Le premier, réduit à ses fondations (9,60 x 8 m) et à quelques blocs effondrés des assises supérieures, était construit en élévation au-dessus du sol. Un rapide examen des fragments architecturaux invite à le dater du troisième quart du IVe siècle av. J.-C. Sa destination n'est pas absolument claire, mais il semble qu'il s'agisse d'un sanctuaire plutôt que d'une tombe.

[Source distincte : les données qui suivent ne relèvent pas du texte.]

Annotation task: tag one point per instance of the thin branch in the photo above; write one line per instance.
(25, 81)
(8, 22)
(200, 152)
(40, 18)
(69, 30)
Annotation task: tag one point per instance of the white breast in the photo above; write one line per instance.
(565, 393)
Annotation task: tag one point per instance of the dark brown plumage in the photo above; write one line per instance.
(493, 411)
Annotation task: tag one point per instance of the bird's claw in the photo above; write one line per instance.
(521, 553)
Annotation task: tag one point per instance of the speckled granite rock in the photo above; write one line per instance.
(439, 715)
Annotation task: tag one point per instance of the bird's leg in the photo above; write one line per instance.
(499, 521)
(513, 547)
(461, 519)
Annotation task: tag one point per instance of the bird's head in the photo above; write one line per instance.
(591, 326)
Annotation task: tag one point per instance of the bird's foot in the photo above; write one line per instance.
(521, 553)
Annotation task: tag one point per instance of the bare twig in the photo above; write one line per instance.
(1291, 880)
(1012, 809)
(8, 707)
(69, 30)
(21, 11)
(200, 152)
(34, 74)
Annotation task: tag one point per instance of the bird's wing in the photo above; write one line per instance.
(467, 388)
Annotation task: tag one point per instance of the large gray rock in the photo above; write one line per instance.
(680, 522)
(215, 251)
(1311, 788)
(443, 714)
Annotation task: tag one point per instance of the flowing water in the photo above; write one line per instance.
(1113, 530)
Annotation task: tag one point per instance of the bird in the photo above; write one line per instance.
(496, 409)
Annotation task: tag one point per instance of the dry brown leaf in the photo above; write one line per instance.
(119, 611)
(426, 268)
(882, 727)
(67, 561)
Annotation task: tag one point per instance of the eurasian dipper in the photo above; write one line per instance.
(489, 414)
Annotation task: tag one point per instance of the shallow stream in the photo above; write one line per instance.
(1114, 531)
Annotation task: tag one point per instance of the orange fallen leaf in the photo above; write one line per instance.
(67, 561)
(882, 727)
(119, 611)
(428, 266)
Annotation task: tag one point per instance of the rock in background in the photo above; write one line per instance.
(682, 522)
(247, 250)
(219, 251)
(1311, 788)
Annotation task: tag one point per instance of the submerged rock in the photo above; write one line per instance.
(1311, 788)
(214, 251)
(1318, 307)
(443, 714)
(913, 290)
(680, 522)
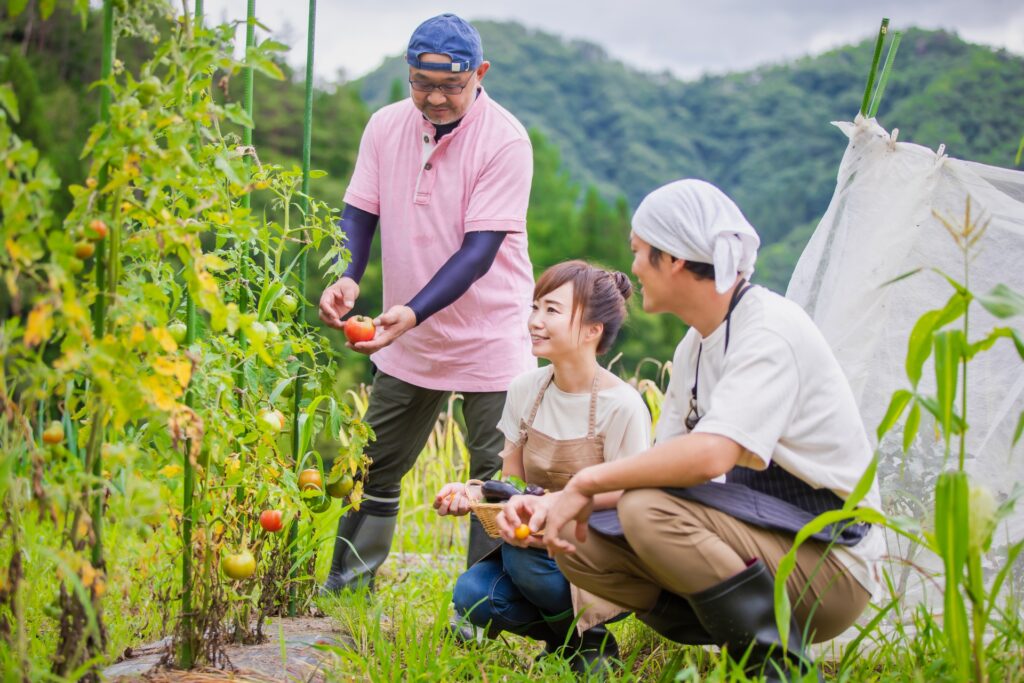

Les deux autres monuments étaient recouverts par un tumulus en terre rouge (identique à ceux de la nécropole de Vergina) que des fragments de céramique brûlée, associés à des ossements d'animaux calcinés, permettent de dater exactement de la même époque. Le tumulus mesure environ 20 m de diamètre et sa hauteur devait dépasser 4 m. L'une des deux tombes est une « ciste » (2,90 x 4,30 m) de construction particulièrement soignée, comme en témoigne le cadre d'anathyrose ménagé sur les dalles de couverture en pôros. Intégralement pillée, elle ne contenait plus que quelques tessons de plats estampés et les fragments d'une coquille en marbre, mais ses parois — à l'exception de la paroi Ouest — étaient décorées de fresques qui sont de véritables chefs- d'œuvre de « grande peinture ». Les trois silhouettes féminines qui ornent le long côté Nord et le personnage assis représenté sur le petit côté Est s'inscrivent dans la tradition classique telle que nous l'ont conservée les lécythes blancs de la fin du Ve siècle. Mais la grande fresque de la paroi Nord, qui représente Pluton enlevant Perséphone (fig. 147) résume tous les acquis de l'art pictural au cours du IVe siècle : conquête de l'espace, audace de la composition, valeur plastique des mouvements, jeu des couleurs et des lumières.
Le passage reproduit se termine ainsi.